During her last year, she was in the hospital or a physical rehab facility more than she was home. She let me know my cemetery duties had officially begun, but when I told after one trip up there, I’d also taken care of the Caves, her response was, “Oh, you don’t have to do that.” From Ruth this kindly-sounding phrase was in truth more of a demand like “DON’T DO THAT!” Her strength made me strong and I ignored her. I continue to ignore her and hit all three cemeteries as frequently as I can.

I have no idea why Mom was so strongly opposed to keeping the Cave family plot in good order and I am happy to leave that problem in the grave with her. I am the product of two families, not one.

The Rest of the Weekend

Not much else. I met my bestie for a late lunch, after I was through at the cemeteries. We ate at Brio’s, which is one of my favorite and most-often visited restaurants in the Metroplex. Had I not taken up all my words talking about cemeteries, I might compare it favorably to the Cheesecake Factory next to it and wonder why the Cheesecake Factory stays so much busier than Brio’s, but I’m already over my word count. After lunch we did a little shopping therapy at the Allen Outlet Mall, something else I could use up a whole bunch of words about – whining about the stores which are no longer there and the dismal things they call bargains today. Sunday I went to church and then the rain kept hubby and I in the house.

I hope you’ll have a great weekend and see me back here next week for another Weekend Report.

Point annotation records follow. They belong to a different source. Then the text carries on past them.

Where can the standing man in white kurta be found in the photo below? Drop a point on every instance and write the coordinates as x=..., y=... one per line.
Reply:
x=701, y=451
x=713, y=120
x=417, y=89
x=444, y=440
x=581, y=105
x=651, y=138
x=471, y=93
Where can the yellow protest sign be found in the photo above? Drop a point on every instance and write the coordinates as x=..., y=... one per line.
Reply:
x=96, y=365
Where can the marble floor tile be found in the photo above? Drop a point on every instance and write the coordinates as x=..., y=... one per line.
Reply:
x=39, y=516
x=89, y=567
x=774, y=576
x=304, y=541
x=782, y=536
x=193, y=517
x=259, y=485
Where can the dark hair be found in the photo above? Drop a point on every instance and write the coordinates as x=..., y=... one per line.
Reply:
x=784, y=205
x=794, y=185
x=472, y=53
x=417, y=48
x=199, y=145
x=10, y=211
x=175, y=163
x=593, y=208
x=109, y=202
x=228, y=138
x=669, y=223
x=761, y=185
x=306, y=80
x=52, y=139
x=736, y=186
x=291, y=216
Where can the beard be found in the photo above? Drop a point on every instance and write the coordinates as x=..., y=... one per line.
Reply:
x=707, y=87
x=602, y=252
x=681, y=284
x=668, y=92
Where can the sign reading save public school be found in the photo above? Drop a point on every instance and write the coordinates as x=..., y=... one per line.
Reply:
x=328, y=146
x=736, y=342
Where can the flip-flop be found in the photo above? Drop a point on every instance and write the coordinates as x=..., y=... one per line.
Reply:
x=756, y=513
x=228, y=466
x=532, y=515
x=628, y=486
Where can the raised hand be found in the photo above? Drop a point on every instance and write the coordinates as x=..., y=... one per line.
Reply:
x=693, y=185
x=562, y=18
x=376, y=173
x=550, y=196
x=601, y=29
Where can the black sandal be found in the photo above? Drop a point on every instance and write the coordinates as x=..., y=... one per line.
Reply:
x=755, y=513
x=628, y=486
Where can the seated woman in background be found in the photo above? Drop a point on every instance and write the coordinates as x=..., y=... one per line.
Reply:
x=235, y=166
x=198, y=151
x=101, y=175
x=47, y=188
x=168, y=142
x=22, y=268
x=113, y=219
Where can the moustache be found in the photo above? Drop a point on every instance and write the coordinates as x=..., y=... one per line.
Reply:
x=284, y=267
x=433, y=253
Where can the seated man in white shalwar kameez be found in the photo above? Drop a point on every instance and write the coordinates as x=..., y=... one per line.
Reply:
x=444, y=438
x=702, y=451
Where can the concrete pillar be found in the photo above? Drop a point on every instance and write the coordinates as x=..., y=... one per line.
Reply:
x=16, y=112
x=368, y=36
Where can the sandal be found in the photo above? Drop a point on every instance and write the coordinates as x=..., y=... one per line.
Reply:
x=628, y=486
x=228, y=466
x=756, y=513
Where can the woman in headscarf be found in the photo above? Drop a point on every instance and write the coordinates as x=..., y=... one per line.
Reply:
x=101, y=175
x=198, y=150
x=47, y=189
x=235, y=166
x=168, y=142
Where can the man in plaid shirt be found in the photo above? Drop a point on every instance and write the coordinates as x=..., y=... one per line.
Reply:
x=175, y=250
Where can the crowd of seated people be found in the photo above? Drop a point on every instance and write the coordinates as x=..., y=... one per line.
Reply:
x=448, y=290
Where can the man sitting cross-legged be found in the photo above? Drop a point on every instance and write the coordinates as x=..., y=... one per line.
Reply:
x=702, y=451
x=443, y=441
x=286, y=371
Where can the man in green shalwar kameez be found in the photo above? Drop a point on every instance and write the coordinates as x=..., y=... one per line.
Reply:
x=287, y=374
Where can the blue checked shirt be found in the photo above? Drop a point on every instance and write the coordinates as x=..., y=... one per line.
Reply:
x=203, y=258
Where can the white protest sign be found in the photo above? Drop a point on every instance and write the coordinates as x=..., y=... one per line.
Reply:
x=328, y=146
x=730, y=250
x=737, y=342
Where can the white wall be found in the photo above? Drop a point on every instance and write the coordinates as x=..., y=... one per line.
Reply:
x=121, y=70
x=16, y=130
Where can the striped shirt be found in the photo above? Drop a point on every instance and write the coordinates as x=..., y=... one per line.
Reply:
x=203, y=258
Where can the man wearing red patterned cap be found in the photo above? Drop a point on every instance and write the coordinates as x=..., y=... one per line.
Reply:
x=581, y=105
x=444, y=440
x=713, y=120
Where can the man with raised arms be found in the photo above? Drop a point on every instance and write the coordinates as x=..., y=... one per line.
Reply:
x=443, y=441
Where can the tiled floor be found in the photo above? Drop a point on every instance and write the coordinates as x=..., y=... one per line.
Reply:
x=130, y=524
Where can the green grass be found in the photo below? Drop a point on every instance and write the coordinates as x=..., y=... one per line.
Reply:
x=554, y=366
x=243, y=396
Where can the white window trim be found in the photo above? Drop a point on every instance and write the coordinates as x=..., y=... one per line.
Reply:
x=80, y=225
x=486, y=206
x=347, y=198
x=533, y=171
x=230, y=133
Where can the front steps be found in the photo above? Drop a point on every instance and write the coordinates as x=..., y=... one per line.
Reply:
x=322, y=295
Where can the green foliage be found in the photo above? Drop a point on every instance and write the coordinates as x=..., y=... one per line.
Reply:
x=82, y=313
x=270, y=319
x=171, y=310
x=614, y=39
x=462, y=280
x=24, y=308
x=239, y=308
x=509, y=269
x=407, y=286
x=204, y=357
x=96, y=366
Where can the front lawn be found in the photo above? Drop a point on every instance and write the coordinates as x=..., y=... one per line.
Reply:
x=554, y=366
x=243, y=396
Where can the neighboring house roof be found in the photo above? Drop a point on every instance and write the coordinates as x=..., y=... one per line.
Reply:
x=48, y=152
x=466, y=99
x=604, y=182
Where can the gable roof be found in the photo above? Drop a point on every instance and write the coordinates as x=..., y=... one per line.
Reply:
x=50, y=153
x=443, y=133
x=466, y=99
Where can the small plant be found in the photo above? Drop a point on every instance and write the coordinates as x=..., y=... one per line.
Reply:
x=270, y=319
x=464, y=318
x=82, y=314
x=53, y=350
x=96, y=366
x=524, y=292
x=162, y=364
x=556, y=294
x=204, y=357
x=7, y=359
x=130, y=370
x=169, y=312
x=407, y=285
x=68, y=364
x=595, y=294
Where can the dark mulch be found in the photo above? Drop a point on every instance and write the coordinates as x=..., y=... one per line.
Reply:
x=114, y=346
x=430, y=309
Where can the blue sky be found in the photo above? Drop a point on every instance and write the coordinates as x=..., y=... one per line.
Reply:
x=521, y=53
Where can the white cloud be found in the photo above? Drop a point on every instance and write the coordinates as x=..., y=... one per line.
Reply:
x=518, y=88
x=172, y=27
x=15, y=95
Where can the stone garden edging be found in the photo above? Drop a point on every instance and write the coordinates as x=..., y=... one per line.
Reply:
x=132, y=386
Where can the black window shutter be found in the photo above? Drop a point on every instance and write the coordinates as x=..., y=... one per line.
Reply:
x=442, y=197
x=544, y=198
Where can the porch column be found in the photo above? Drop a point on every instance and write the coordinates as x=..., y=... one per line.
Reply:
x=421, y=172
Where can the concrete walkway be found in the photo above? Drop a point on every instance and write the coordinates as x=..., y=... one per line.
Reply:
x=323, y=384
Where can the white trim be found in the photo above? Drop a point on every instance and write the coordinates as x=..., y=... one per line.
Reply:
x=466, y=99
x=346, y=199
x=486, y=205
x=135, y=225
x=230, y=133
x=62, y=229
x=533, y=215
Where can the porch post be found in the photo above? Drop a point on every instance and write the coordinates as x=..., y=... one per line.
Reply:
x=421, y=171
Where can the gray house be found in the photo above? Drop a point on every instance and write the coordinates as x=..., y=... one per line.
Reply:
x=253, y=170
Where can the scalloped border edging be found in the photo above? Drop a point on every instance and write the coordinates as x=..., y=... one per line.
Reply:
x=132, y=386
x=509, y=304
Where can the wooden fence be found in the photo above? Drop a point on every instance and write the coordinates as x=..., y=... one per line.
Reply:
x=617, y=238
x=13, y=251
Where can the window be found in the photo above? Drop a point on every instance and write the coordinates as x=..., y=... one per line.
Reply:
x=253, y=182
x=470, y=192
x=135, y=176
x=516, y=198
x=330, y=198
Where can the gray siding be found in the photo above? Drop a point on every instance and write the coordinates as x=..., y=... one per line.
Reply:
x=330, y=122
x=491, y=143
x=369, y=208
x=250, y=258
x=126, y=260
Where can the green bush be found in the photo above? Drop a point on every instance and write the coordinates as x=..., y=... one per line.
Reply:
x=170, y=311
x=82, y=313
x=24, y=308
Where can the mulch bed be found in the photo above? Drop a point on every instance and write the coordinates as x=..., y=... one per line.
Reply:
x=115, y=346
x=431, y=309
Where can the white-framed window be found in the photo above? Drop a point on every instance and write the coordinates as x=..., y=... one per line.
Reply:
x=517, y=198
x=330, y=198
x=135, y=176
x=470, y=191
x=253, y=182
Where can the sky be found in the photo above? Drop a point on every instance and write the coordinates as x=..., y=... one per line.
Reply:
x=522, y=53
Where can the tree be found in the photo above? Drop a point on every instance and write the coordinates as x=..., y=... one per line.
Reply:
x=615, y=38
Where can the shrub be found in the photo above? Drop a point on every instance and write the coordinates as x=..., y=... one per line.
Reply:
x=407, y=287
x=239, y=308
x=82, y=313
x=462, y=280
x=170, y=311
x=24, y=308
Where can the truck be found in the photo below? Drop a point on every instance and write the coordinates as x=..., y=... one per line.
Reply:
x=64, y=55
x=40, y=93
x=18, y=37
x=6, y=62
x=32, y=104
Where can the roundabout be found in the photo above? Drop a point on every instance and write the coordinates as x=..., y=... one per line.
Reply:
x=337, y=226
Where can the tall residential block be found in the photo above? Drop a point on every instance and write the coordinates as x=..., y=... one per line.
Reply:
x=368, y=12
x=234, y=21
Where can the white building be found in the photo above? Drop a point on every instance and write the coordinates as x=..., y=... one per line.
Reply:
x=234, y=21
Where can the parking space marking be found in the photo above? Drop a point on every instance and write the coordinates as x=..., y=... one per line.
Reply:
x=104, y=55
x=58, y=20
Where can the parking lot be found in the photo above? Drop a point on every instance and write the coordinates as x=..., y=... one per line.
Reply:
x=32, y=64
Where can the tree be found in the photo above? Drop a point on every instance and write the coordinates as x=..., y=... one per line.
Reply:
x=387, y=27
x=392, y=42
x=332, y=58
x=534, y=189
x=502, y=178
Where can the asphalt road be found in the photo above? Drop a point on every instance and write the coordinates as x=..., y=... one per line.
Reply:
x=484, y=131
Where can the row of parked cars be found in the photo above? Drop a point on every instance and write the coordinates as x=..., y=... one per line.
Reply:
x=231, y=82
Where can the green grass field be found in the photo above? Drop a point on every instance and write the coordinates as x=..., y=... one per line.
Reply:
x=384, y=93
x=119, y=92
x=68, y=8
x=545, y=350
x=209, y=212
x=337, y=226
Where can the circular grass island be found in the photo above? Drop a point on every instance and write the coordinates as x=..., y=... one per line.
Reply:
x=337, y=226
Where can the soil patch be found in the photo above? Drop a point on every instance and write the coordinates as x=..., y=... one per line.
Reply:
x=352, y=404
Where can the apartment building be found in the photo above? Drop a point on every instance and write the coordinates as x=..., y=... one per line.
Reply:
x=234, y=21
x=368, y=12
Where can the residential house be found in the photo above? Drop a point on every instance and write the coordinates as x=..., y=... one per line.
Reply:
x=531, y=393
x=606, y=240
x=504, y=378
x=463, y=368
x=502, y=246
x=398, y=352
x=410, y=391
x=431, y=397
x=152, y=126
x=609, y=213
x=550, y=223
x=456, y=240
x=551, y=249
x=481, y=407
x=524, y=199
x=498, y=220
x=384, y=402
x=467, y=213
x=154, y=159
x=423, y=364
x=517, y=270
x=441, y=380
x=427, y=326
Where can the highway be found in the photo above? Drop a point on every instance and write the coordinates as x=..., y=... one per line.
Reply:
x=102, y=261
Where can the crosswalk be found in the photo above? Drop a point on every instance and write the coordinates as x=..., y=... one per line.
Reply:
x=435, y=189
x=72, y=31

1 thought on “The Weekend Report”

  1. I can identify with your cemetery responsibilities because I would accompany my mother to clean up my father’s plot regularly. Then we would take a walk around the cemetery and visit my grandparents, my cousin killed in the war, family friends placing a stone to indicate someone had visited.
    It’s unfortunate the generation today has no connection with the past and are not interested in going back to the cemetery once their loved one was buried.